| categories:DIY

4-node Open Compute Cluster
Agenda

 

Background

My primary development machine for the last few years has been a Macbook Air, which is decidedly underpowered for the things I work on these days. It was fine when I first joined the Elastic because my predominant workload was PHP related. Don't need a big machine for working on the PHP client. ;) And it makes a great travel laptop. I really do love my Air.

But as I've moved onto new projects in the core ES codebase, my Air struggles with our builds/tests/benchmarks. The Elasticsearch integration tests involve spinning up multiple nodes and can be pretty resource intensive. And if I ever want to run large-scale tests (like my “Building a Statistical Anomaly Detector” series) I've had to rent a beefy server at Hetzner.

I was recently given budget to update my setup, because my Air is literally starting to disintegrate. Most people get a Macbook Pro or build a desktop. I opted for a third option: build a mini cluster based on Xeon E5-2670's.

The Build

I opted to use Xeon E5-2670's for a few reasons. Despite being several generations old, having been launched in 2012 and EOL'd in 2015, they are still very capable processors. They sport 8 cores at 2.6Ghz and 20Mb of cache which is somewhat competitive with many newer processors. They use (ECC) DDR3 RAM which is plentiful and cheap. LGA2011 motherboards that support dual sockets are not terribly difficult to find.

But the real reason to use the 2670's is because they are crazy cheap right now. Some large datacenters (rumor says it is Facebook) have been decomissioning their 2670's and flooding ebay. Prices have fallen down to $70 per CPU.

Which is bananas, because these use to retail for $1400 each! If you want a powerful cluster on the cheap, the E5-2670 is your ticket.

The challenge was finding cheap motherboards. Largely because of the 2670 glut, LGA2011 motherboards are hard to find at a reasonable price. I opted for the Open Compute route, and essentially followed this STH guide. The chassis + 2x motherboard + 4x heatsinks + power supply all together together was cheaper than most LGA2011 motherboards alone, which made it a hard deal to pass up.

Final price came out to $504 per node ($469 without shipping).

Since I don't really have any other home infra other than a FreeNAS tower, I wasn't worried about the non-standard rack size. I'll probably build a true homelab some day, but my current living circumstances (renting, moving soonish) prevent me from expanding. I'll deal with other rack sizes later. :)

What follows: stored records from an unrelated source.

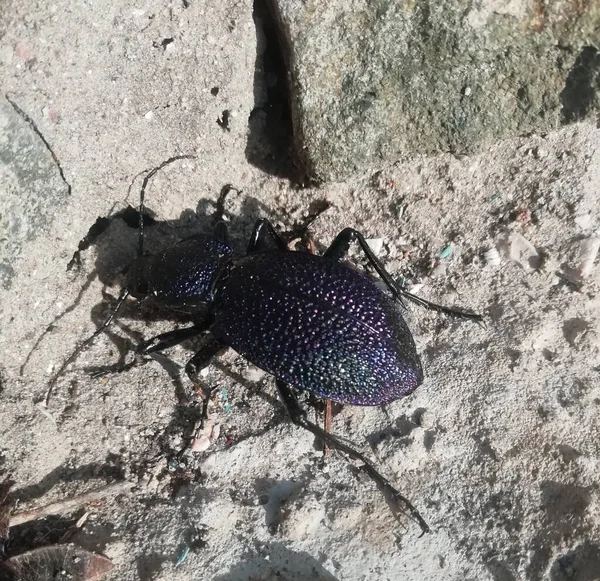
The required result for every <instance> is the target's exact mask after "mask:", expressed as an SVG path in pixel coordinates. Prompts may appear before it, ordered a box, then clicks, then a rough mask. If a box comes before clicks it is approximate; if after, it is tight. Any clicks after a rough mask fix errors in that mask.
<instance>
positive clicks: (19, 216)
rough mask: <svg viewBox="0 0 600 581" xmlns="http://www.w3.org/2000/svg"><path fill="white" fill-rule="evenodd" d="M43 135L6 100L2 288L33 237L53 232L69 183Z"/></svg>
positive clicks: (2, 105) (3, 286)
mask: <svg viewBox="0 0 600 581" xmlns="http://www.w3.org/2000/svg"><path fill="white" fill-rule="evenodd" d="M48 147H49V146H48V145H46V144H45V143H44V141H43V139H42V137H41V136H40V135H38V134H36V131H35V129H34V128H33V127H32V126H31V125H30V123H29V122H28V121H27V120H26V119H25V118H23V117H22V116H21V115H20V114H19V113H18V112H17V111H16V110H15V109H14V108H13V106H12V105H11V104H10V103H9V102H8V101H6V100H3V101H1V102H0V287H4V288H8V287H9V286H10V281H11V279H12V276H13V273H14V266H13V265H14V261H15V260H16V258H17V257H18V256H19V254H20V252H21V248H22V247H23V245H24V244H25V242H28V241H30V240H33V239H34V238H36V237H37V236H39V235H40V234H44V233H46V232H47V231H48V228H49V227H50V224H51V222H52V218H53V216H54V212H55V211H56V208H57V206H60V205H62V203H63V202H64V201H65V200H66V199H67V197H68V189H69V188H68V185H67V184H66V183H65V181H64V180H63V179H62V178H61V175H60V168H59V167H58V166H57V164H56V162H55V160H54V159H53V156H52V153H51V152H50V150H49V149H48Z"/></svg>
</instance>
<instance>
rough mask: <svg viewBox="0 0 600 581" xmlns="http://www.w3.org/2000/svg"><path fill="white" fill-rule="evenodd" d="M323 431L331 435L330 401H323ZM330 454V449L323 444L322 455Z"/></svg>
mask: <svg viewBox="0 0 600 581" xmlns="http://www.w3.org/2000/svg"><path fill="white" fill-rule="evenodd" d="M325 431H326V432H327V433H328V434H330V433H331V400H330V399H326V400H325ZM330 454H331V449H330V448H329V446H328V445H327V444H325V443H324V444H323V455H325V456H329V455H330Z"/></svg>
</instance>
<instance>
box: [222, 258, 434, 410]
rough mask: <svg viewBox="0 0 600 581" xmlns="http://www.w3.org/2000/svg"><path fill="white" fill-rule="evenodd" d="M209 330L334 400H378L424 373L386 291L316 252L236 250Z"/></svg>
mask: <svg viewBox="0 0 600 581" xmlns="http://www.w3.org/2000/svg"><path fill="white" fill-rule="evenodd" d="M211 330H212V332H213V333H214V335H215V336H217V337H219V338H221V339H222V340H223V341H224V342H226V343H227V344H228V345H230V346H231V347H232V348H233V349H235V350H236V351H237V352H238V353H240V354H241V355H243V356H244V357H245V358H246V359H248V360H249V361H251V362H252V363H254V364H255V365H257V366H258V367H260V368H262V369H264V370H265V371H268V372H269V373H272V374H273V375H275V376H276V377H278V378H280V379H282V380H284V381H286V382H288V383H290V384H291V385H293V386H295V387H297V388H299V389H303V390H307V391H311V392H313V393H315V394H316V395H318V396H320V397H324V398H329V399H331V400H333V401H337V402H340V403H348V404H354V405H379V404H385V403H388V402H390V401H393V400H395V399H399V398H401V397H404V396H406V395H408V394H409V393H411V392H412V391H413V390H414V389H415V388H416V387H417V386H418V385H419V384H420V383H421V381H422V379H423V372H422V369H421V363H420V360H419V357H418V355H417V352H416V348H415V344H414V341H413V338H412V335H411V334H410V331H409V329H408V327H407V325H406V323H405V321H404V319H403V317H402V315H401V314H400V312H399V310H398V307H397V305H396V304H395V302H394V301H393V299H391V298H390V297H389V296H388V295H386V294H385V293H384V292H383V291H382V290H381V289H380V288H379V287H378V286H377V285H376V284H375V283H374V281H373V280H372V279H371V278H370V277H368V276H367V275H365V274H362V273H360V272H358V271H357V270H354V269H353V268H351V267H349V266H346V265H345V264H343V263H340V262H337V261H334V260H331V259H327V258H323V257H320V256H315V255H311V254H306V253H300V252H286V253H281V252H277V253H275V252H273V253H272V252H268V253H266V252H265V253H260V254H252V255H249V256H247V257H246V258H244V259H242V260H240V261H239V262H238V263H237V264H236V265H235V266H234V267H233V268H232V270H231V273H230V275H229V278H228V279H227V281H226V282H225V283H224V285H223V287H222V288H221V289H220V291H219V294H218V296H217V299H216V314H215V323H214V326H213V327H212V329H211Z"/></svg>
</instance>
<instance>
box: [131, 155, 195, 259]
mask: <svg viewBox="0 0 600 581" xmlns="http://www.w3.org/2000/svg"><path fill="white" fill-rule="evenodd" d="M179 159H196V156H195V155H175V156H173V157H170V158H169V159H167V160H165V161H163V162H162V163H161V164H160V165H158V166H156V167H155V168H152V169H151V170H147V171H148V173H147V174H146V177H145V178H144V181H143V182H142V189H141V190H140V207H139V210H138V217H139V222H138V225H139V230H140V235H139V238H138V258H141V257H142V256H144V211H145V206H144V197H145V195H146V186H147V185H148V182H149V181H150V180H151V179H152V177H153V176H154V175H155V174H156V173H157V172H159V171H160V170H161V169H162V168H163V167H166V166H167V165H169V164H171V163H173V162H174V161H177V160H179Z"/></svg>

I'm currently using one node as a desktop machine, and leave the other three powered off unless I need them. The extra three nodes are suspended to disk with pm-hibernate, and woken up with a WakeOnLan packet (via wakeonlan or ethertool) when I need them. For now I'm managing the cluster with parallel-ssh, but will likely setup ansible soon to make my life easier.

Node specs

  • 2x Xeon E5-2670
  • 96gb DDR3 1333MHZ ECC RAM (12 of the 16 slots used)
  • 1TB 7200rpm Seagate HDD
  • Ubuntu 14.04.4 LTS server / desktop
  • The “desktop” node also has a HD6350 video card and a PCI usb expander. I purchased an SSD for it as well, but need to sort out how to mount it (the rack only has two 3.5” caddies)

Cluster stats

  • 64 cores, 128 with hyperthreading
  • 384gb RAM
  • 4TB hdd

Practical considerations

  • Temperatures idle around 32-35C. At 100% utilization, the temp cranks up to ~93C before the fans kick into high gear, then settle down to ~80C.

  • Noise is a pleasant 35dB idle, which honestly is quieter than the Thinkserver on the floor. At 100% utilization the fans go into “angry bee” mode and noise rises to around 56dB. It's loud, but not unbearable, and I'll only be using the full resources for long tests, likely overnight. While idling, the 60x60x25 fan in the PSU is far louder than the node fans, and gives off a bit of a high-pitch whine due to thinner size.

  • As someone who has never worked with enterprise equipment before…these units were a pleasure to assemble! Only tool required was a screwdriver to install the heatsinks, everything else is finger-accessible. Boards snap into place with a latch, baffles lock onto the sushi-boat, PSU pops out by pulling a tab, hard drive caddies clip into place. Just a really pleasant experience, I kept saying “oh, that's a nice feature” while assembling the thing.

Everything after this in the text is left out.